Budget Crossbow Overview

What better way to kick off a website like Arrow Dynamic Solution than with a post over viewing the best budget crossbows that are available right now. People everywhere are increasingly interested in the hobby of bow hunting, but not everyone is a skilled enough to use an actual slingback bow and arrow set up. That’s where crossbows come in. It is seriously just an aim and shoot type deal using the scope. You only really need to know how the mechanics of the tool work in order to reload as well as fix any problems that might occur with your crossbow. Zooming in with your scope and actually pulling the trigger to shoot the arrow out is pretty much as simple as shooting a gun: you simply pull the trigger.

 

People always seem to think that crossbows are extremely expensive and that they need to drop 8 to 9 grand on just one bow, but that is not the case especially if it’s your first crossbow ever. Now, if you have the money by all means go ahead and spend whatever you like. But for beginners or those not looking to spend that much cash at all, you can definitely save some money by getting a budget crossbow that works just as fine mechanically.

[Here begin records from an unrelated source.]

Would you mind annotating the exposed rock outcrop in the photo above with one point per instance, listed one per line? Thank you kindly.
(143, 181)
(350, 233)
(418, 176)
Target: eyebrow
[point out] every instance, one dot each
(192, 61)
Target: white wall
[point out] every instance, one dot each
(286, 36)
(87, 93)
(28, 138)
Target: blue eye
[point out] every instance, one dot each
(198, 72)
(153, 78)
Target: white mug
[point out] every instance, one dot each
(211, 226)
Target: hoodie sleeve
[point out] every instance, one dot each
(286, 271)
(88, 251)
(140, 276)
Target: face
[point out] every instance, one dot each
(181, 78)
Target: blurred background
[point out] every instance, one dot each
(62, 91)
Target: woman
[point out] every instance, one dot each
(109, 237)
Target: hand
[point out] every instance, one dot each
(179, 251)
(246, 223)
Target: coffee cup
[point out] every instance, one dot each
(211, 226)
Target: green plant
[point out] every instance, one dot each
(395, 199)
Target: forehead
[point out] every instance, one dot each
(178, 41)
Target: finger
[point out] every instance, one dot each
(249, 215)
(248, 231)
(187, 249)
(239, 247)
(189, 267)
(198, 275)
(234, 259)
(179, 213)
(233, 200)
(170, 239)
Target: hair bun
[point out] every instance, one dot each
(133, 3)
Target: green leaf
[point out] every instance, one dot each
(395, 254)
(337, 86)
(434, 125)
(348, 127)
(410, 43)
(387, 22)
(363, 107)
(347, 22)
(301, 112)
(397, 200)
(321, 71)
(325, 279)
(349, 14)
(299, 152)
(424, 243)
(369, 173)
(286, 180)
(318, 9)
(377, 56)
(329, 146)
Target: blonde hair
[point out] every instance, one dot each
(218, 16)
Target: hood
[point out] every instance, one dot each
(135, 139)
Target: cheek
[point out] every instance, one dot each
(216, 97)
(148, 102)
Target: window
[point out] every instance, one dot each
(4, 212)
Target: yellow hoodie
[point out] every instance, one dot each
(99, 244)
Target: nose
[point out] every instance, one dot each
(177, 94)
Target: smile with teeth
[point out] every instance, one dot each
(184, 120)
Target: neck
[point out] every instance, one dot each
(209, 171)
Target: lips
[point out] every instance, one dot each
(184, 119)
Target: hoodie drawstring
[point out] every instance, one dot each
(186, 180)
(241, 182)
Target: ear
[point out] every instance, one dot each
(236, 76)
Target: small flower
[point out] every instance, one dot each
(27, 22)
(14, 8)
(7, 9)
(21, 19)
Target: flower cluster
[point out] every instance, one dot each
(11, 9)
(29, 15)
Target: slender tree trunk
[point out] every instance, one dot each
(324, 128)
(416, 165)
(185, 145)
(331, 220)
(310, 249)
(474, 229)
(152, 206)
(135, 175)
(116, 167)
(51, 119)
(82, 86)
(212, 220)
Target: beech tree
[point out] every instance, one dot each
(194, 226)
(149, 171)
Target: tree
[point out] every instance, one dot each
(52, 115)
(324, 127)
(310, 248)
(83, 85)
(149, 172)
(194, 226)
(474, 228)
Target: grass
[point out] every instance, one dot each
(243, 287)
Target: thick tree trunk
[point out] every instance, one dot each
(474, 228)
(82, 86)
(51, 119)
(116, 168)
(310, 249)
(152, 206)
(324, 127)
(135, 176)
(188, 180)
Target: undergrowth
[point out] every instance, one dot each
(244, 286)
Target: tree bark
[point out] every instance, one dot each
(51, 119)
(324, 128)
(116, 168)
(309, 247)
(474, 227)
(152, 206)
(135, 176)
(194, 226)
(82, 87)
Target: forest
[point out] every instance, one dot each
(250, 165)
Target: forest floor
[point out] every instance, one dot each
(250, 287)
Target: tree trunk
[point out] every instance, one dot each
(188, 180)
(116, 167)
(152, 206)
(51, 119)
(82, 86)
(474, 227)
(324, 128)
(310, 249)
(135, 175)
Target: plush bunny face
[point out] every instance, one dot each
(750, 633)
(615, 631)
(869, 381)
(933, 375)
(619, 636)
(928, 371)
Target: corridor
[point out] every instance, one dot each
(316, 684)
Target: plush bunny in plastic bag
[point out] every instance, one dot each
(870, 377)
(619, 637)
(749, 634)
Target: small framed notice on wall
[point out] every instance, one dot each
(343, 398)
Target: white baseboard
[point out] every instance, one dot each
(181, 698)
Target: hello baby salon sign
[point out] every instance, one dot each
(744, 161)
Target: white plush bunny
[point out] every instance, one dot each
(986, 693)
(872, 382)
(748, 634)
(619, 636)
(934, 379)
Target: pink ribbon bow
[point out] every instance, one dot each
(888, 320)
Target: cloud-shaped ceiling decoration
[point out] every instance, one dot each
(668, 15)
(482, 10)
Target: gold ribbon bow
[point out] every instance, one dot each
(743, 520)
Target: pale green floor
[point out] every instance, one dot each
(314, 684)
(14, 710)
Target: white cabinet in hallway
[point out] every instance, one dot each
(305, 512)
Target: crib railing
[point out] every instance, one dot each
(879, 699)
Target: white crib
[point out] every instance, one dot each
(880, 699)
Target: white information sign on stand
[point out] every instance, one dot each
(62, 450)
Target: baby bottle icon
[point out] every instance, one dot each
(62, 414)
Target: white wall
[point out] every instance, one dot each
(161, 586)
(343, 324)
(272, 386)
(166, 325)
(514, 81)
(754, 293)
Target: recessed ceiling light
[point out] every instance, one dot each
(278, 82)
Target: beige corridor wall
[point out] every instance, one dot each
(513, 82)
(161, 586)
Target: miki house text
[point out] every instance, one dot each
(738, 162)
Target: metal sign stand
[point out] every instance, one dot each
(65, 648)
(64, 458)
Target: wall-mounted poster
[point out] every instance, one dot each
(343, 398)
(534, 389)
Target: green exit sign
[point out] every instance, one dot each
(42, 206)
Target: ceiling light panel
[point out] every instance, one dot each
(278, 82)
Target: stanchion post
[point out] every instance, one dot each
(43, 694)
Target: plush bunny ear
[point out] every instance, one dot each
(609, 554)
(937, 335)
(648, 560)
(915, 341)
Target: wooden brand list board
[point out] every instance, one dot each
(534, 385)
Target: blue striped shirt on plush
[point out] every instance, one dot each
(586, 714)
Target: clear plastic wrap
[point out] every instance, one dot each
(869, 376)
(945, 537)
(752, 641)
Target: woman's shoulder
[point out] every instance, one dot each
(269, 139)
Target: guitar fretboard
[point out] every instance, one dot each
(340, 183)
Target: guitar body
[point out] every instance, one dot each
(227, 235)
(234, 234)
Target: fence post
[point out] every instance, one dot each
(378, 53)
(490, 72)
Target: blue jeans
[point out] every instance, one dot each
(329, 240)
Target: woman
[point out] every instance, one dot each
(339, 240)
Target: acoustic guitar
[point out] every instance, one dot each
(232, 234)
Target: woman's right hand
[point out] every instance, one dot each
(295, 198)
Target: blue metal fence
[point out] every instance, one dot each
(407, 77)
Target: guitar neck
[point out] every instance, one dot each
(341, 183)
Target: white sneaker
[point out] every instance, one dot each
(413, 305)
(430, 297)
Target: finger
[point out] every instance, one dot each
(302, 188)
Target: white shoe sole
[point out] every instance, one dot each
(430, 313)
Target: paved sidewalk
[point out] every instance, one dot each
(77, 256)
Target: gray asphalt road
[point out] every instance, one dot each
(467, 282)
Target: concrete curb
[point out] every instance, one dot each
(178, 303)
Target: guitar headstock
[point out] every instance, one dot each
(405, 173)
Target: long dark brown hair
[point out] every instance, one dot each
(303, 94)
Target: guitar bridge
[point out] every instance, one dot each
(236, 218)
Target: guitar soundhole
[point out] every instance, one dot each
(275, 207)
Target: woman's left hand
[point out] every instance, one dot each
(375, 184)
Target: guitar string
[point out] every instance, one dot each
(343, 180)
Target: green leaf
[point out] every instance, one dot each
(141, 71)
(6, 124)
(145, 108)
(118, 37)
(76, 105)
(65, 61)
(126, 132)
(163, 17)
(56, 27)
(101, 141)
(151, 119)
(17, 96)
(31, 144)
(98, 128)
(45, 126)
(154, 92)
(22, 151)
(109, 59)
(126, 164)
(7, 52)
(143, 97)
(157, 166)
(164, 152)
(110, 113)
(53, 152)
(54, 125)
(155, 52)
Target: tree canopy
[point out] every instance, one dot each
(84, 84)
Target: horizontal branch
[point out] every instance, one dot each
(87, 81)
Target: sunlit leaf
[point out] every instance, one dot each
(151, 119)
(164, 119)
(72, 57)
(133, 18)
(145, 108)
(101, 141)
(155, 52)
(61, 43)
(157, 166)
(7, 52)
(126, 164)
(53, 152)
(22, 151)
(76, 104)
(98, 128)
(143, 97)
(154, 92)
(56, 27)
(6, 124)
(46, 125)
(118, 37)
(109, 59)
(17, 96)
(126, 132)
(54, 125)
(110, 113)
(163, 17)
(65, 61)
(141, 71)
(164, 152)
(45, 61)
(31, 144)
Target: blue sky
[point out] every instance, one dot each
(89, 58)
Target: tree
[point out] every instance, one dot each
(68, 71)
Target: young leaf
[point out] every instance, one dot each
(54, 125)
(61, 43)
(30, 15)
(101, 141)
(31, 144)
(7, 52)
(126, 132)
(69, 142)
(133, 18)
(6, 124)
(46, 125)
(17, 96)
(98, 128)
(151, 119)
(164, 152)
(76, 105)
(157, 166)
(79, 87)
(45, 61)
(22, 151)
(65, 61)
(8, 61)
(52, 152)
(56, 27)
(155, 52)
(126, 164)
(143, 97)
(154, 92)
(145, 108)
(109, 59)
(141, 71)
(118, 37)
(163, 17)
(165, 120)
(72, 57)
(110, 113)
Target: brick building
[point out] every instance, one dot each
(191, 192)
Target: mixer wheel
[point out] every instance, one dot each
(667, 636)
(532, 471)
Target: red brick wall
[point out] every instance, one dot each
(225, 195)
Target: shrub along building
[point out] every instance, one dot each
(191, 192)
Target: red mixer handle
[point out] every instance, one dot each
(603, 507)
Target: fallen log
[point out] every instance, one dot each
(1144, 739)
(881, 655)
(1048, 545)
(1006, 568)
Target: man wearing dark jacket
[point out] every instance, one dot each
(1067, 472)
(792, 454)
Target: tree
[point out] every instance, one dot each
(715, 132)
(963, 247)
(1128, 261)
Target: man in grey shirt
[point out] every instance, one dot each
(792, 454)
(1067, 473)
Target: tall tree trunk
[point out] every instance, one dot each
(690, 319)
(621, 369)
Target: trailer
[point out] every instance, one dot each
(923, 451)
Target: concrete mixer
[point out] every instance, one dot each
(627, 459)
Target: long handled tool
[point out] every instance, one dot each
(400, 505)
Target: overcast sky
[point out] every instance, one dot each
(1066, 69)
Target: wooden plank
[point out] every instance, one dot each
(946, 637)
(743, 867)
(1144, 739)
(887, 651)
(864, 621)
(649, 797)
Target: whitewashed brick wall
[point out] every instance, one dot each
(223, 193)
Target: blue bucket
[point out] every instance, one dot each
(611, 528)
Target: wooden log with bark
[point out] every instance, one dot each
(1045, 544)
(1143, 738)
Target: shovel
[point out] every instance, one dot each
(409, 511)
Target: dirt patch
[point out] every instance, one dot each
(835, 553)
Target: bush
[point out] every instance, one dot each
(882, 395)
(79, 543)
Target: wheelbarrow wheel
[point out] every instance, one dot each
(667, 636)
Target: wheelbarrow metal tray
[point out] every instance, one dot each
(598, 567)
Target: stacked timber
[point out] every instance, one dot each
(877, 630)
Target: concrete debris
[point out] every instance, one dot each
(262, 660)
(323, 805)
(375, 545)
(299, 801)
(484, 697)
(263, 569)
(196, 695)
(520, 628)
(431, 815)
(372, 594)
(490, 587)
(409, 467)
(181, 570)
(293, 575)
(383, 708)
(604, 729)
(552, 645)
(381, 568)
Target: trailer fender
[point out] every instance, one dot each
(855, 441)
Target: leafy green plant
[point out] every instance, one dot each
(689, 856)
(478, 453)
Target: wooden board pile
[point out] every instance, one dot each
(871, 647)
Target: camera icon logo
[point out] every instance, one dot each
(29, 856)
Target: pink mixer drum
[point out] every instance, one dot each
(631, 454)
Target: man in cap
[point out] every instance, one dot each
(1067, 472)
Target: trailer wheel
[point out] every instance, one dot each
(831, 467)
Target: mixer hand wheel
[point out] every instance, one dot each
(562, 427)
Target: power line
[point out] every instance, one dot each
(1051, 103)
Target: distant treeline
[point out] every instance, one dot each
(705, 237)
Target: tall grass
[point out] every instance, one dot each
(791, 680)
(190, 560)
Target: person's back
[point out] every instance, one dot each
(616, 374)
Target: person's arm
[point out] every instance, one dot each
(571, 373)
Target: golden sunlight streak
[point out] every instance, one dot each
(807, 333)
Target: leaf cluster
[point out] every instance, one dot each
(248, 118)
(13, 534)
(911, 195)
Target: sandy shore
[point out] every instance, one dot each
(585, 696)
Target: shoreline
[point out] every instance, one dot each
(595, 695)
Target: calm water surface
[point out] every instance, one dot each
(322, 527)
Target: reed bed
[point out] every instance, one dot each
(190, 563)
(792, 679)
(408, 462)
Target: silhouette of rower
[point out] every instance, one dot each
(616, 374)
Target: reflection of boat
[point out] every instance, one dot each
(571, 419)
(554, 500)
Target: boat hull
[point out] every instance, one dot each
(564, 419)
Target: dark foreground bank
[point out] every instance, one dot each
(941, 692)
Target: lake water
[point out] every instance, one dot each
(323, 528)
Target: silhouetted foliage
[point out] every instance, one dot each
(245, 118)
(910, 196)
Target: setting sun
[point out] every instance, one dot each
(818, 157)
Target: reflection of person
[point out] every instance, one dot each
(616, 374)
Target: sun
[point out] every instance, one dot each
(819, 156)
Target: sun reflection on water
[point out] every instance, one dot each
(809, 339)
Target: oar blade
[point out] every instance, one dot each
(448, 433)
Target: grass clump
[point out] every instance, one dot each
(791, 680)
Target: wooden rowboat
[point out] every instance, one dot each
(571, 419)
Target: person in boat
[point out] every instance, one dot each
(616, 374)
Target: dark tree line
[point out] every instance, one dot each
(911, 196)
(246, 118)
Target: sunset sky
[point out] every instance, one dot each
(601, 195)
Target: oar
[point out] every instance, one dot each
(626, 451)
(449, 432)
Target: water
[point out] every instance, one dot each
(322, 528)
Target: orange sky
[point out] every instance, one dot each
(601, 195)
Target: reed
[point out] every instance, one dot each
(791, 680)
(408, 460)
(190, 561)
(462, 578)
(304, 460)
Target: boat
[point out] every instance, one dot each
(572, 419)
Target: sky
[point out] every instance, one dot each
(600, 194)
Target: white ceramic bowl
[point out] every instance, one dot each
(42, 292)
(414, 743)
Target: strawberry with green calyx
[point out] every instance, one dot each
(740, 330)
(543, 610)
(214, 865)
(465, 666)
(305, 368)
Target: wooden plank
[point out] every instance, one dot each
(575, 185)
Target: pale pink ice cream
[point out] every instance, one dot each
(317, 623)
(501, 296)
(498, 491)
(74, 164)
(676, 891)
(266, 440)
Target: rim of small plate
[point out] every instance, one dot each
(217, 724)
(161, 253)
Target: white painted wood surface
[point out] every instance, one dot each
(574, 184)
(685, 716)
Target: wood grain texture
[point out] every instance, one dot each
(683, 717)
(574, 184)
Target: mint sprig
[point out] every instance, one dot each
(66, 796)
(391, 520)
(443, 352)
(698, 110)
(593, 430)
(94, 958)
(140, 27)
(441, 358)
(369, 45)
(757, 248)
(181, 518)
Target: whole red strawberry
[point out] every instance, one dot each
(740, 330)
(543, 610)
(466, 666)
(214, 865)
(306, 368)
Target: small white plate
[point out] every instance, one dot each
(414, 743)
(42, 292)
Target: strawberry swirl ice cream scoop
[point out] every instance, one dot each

The first crossbow I’d like to introduce to you guys is the Parker Enforcer. This was my personal first crossbow I’ve ever used and purchased myself, so it holds sentimental value. It works amazingly fine, even to this day where I would consider myself a more advanced hunting user. Actually but the Enforcer from a local dealer at around $500, but if you find it new elsewhere it could run you up to around $800. Still, it is an extremely cheap option and I always recommend it to my friends who start gaining interest in the sport. It’s the first crossbow that comes to mind when looking at options under a grand because it doesn’t even reach that whereas some crossbows can get extremely costly even as budget options.

 

The next crossbow was actually a recommendation from one of my hunting buddies. It’s called the Game Crusher, which he got for just $250. Obviously this is much cheaper than mine, but performance wise there aren’t many differences between the two. The Game Crusher is very lightweight, so it may feel cheap to some or for those that prefer a heavier crossbow, but it could also serve beneficial for the beginning hunter as there isn’t any additional weight to have to deal with when logging the thing around.

 

The Game Crusher is a great option for those just beginning with crossbows.

Another crossbow made by Barnett I’m not too sure the name of, as it doesn’t have a model number or any name on the actual crossbow. However, if you look at any of the products for Barnett, I’m sure you’ll find the exact crossbow I have, though it is pretty old. Anyway, I bought it for $350 and has pretty much the same features as the Game Crusher I mentioned above, except for the fact that it is a little bit bulkier and has a few more mechanisms that while not required, can be more useful and efficient one hunting. For example, it has a cranking mechanism to make loading the bow quicker for your next shot. This is an required, obviously, but having it is definitely more fun and engaging to have as a hunter myself.

 

So that’s it for my recommendations for now. It is actually quite surprising to get bows this cheap, as the common conception in the crossbow industry is that they are extremely expensive to get into. However, most people would be shocked to find out that you could actually get started with just 200 or $300 right out the gate and get a decent crossbow. When beginning, people usually just look for crossbow that you can point and shoot to hunt and get your feet in the water, but the crossbow that I outlined above such as the Barnett or the Parker Enforcer do much more than just point shooting. They are actually high-quality bows that do the job as well as feel and look great, while being built mechanically sound.